# 3 point hitch prob with ford 53-54 jubilee



## jeffpinkos (Oct 20, 2011)

hi everyone i just inherited a ford jubilee and 3 point hitch doesent work i have ordered the owners manual and shop manual and parts manual but wont be in for 10 buisness days and i just want to get jump on this and was woundering were do i start were do i check the oil for the pump i figuered out where the pump is but dont now where to check the oil and what type of oil do i use .also were do i buy a overrunning clutch for this..will it be in the parts manual that i ordered..
pls help i would really apricate it..


----------



## wjjones (May 28, 2010)

Welcome to the Forum!..Jeff.. I am sure there are some members that will be happy to help...


----------



## sixbales (May 18, 2011)

Jeff,

I think your questions on your Jubilee would be better addressed in the Ford 2N/8N/9N Forum. It's in the CUT (compact utility tractor) section.

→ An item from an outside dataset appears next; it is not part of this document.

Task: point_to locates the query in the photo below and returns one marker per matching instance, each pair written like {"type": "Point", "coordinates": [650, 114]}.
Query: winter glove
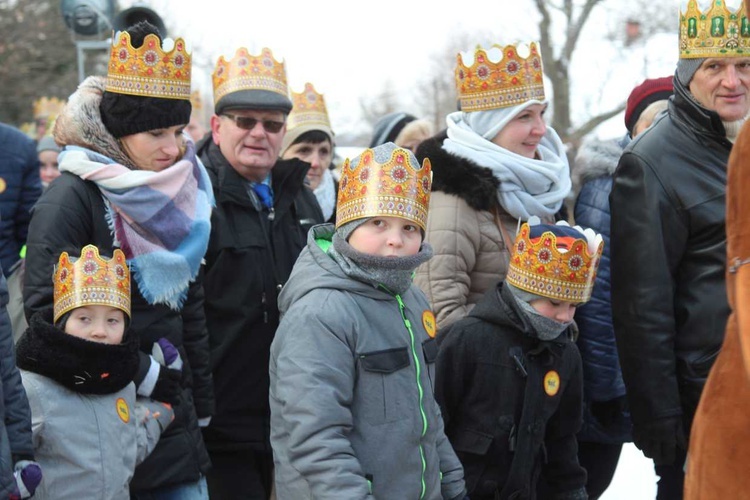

Maybe someone coulds transfer Jeff's note.


----------



## pauldeere (Apr 24, 2011)

I think Jeffs question is definately in the right forum. a 1953-54 is not a 9n/2n/8/n tractor and is not what is considered a compact tractor. Sorry...


----------



## pauldeere (Apr 24, 2011)

Jeff there is a small dipstick on the left side of the trans. housing, setting on the tractor it will be by your left foot. If your not familiar with the service of this tractor it would be best to order a service manual. Oil types and capacities will be found in this manual. Override clutches can be purchased on line, BTW it takes a 1 3/8 clutch.....Good Luck


----------